To speak in favor of peace always demands finding a dissenting voice.

There are in our generation peace protests and anti-immigration rallies, advocates for welcoming refugees into our society and for closing borders willy-nilly to forestall perceived threats.

And, there is a growing clamor in favor of racial superiority as the justification for fomenting hostility rather than embracing a call to peacefulness.

Things have not changed much. Even casual observers of history – all of human history – will note that peace protesters always stand in a minority against those who rally the majority for war.

Take care not to confuse the issues of peace and hostility. They are not opposites. Hostility, at its core, is the pursuit of conflict; peace is the desire to end conflict. Peace and hostility are not opposites of that sort.

What distinguishes an embrace of hostility and the pursuit of peace is more likely the issue of a foundation.

Those who rally the majority for hostility are confident in the power of the many to overpower the few.

Those who protest for peace are confident that they might empower the few with a hope of transforming the goals of the many.

Both those striving for peace and hostility are, well, striving.

On the second Sunday of Advent we are reminded – as followers of the Prince of Peace – that we are called to find a dissenting voice in a hostile world.

We are called to protest any and every attempt to overpower the few. We are called to raise our voices in hope that our dissent might transform the very foundations upon which our world rests. We are called to strive for peace.

Protestants by and large (Anglicans and Episcopalians are exceptions) are not familiar with Baruch as a sacred text. It purports to be the thoughtful confessions and prayers of the secretary of Jeremiah.

Tradition claims that Baruch was exiled to Babylon while Jeremiah was left behind to languish in the rubble of Jerusalem.

From the dustbin of history and sacred texts, Baruch has a firm word for our generation. “God will give you evermore the name, “Righteous Peace, Godly Glory” (Baruch 5:4).

The anonymous prophet of the post-exilic period whom we call Malachi (the word simply means “my messenger”) stood against the majority of his day and pleaded for a transformation of the institution of the Temple in Jerusalem.

The prophet proclaimed his confidence that the coming one “will sit as a refiner and purifier of silver, and he will purify the descendants of Levi and refine them like gold and silver until they present offerings to the Lord in righteousness” (Malachi 3:3).

These are hard words for the contemporary church. “The descendants of Levi” are the equivalent of the ministers, priests and leaders of the congregation.

Will they find the dissenter’s voice and proclaim peace on the second Sunday of Advent? Will they glimpse and act upon the impertinence of peace?

On the second Sunday of Advent, we hear in Luke’s Gospel the Song of Zechariah instead of a traditional psalm.

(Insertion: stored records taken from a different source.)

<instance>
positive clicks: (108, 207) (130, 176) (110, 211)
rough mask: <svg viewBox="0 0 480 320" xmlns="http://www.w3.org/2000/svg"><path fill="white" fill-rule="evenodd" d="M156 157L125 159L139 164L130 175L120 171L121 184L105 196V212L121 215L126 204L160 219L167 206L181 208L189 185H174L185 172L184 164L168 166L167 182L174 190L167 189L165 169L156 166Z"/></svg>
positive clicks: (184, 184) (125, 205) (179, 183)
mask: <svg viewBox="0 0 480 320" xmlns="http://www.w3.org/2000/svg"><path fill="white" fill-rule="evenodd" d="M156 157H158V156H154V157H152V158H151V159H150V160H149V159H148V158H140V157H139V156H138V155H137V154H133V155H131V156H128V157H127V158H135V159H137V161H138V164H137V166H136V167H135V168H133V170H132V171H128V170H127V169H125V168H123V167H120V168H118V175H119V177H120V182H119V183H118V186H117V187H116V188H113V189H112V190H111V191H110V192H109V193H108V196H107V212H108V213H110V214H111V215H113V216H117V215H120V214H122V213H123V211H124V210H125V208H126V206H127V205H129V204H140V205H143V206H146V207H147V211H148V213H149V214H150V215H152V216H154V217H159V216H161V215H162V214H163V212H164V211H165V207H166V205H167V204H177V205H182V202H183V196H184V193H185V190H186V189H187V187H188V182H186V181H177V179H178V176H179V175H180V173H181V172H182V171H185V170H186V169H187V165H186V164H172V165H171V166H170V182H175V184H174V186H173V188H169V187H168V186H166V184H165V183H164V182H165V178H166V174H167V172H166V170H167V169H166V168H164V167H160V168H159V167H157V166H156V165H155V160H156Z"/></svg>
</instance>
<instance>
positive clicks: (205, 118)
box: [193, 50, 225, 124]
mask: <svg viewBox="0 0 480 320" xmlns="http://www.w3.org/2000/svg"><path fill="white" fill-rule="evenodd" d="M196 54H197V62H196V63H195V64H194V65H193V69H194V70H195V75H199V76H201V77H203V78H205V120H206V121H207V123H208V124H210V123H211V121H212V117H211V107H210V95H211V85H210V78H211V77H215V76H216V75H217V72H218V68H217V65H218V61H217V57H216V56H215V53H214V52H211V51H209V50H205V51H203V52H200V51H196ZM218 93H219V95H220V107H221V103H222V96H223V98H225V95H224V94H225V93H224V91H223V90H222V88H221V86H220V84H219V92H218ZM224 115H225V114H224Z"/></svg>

Old Zechariah’s song is at least a protest.

After nearly a year of silence, Zechariah finds his dissenter’s voice on the day of his first-born son’s circumcision and agrees with old Elizabeth, she who had told the crowd that the son born of her old age would be named John (Luke 1:59-66).

Speaking both with the audacity of hope and the impertinence of peace, old Zechariah proclaims that “By the tender mercy of our God, the dawn from on high will break upon us, to give light to those who sit in darkness and in the shadow of death, to guide our feet in the way of peace” (Luke 1:78-79).

From a prison somewhere in the ancient Roman world, we hear a third voice of dissent on the second Sunday in Advent.

Even a casual reader will hear an echo of the prophet Malachi in the words of Paul to the Philippians. “This is my prayer, that your love may overflow more and more with knowledge and full insight to help you determine what is best, so that in the day of Christ you may be pure and blameless, having produced the harvest of righteousness that comes through Jesus Christ” (Philippians 1:9-11).

It is a voice of dissent because the apostle refuses to accept his bondage as a restriction of the power – “the empowerment” – of the Gospel.

On the second Sunday in Advent, John the Baptist always shows up. He is the icon of the impertinence of peace.

His appearance, his demeanor and his message are anything but irenic, according to conventional standards.

Rather than soothing the frayed nerves of the faithful, he ruffles their feathers. “Every valley shall be filled, and every mountain and hill shall be made low, and the crooked shall be made straight, and the rough ways made smooth; and all flesh shall see the salvation of God” (Luke 3:5-6).

Peace never is about maintaining the status quo. Peace is about striving to be empowered and transformed by the presence of God in our midst.

To speak in favor of peace always is to find a dissenting voice, a voice that articulates what could be and what should be for followers of Jesus.

Light the candle of peace on the second Sunday in Advent. Risk the impertinence of peace.

It is the prophets, the psalms, the epistles and the Gospel.